Downwind evolution of the volatility and mixing state of near-road aerosols near a US interstate highway
- 1Department of Civil, Construction and Environmental Engineering, North Carolina State University, Raleigh, North Carolina, USA
- 2Division of Atmospheric Sciences, Desert Research Institute, Reno, Nevada, USA
Abstract. We present spatial measurements of particle volatility and mixing state at a site near a North Carolina interstate highway (I-40) applying several heating (thermodenuder; TD) experimental approaches. Measurements were conducted in summer 2015 and winter 2016 in a roadside trailer (10 m from road edge) and during downwind transects at different distances from the highway under favorable wind conditions using a mobile platform. Results show that the relative abundance of semi-volatile species (SVOCs) in ultrafine particles decreases with downwind distance, which is consistent with the dilution and mixing of traffic-sourced particles with background air and evaporation of semi-volatile species during downwind transport. An evaporation kinetics model was used to derive particle volatility distributions by fitting TD data.
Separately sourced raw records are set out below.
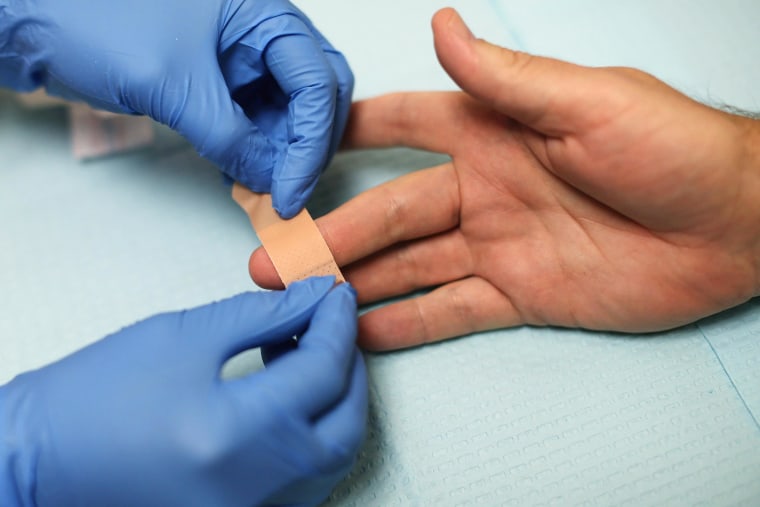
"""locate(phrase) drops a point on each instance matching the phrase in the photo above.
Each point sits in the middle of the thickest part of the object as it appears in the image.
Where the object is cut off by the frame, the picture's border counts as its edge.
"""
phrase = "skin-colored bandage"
(296, 246)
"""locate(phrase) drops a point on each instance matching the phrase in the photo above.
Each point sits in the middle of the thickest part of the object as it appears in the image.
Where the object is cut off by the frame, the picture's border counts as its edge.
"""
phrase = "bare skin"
(597, 198)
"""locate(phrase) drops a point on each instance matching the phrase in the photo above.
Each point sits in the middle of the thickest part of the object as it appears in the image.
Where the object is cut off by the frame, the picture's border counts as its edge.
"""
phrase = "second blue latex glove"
(142, 417)
(251, 83)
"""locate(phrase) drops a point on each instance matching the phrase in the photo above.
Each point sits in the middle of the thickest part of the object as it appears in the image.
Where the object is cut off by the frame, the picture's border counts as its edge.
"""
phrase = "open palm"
(594, 198)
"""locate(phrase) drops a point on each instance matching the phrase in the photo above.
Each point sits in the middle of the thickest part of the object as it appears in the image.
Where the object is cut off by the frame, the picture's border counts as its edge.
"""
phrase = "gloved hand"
(142, 418)
(182, 62)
While the TD-derived distribution apportions about 20–30 % of particle mass as semi-volatile (SVOCs; effective saturation concentration, C∗ ≥ 1µm−3) at 10 m from the road edge, approximately 10 % of particle mass is attributed to SVOCs at 220 m, showing that the particle-phase semi-volatile fraction decreases with downwind distance. The relative abundance of semi-volatile material in the particle phase increased during winter. Downwind spatial gradients of the less volatile particle fraction (that remaining after heating at 180 °C) were strongly correlated with black carbon (BC). BC size distribution and mixing state measured using a single-particle soot photometer (SP2) at the roadside trailer showed that a large fraction (70–80 %) of BC particles were externally mixed. Heating experiments with a volatility tandem differential mobility analyzer (V-TDMA) also showed that the nonvolatile fraction in roadside aerosols is mostly externally mixed. V-TDMA measurements at different distances downwind from the highway indicate that the mixing state of roadside aerosols does not change significantly (e.g., BC mostly remains externally mixed) within a few hundred meters from the highway. Our analysis indicates that a superposition of volatility distributions measured in laboratory vehicle tests and of
background aerosol can be used to represent the observed partitioning of near-road particles. The results from this study show that exposures and impacts of BC and semi-volatile organics-containing particles in a roadside microenvironment may differ across seasons and under changing ambient conditions.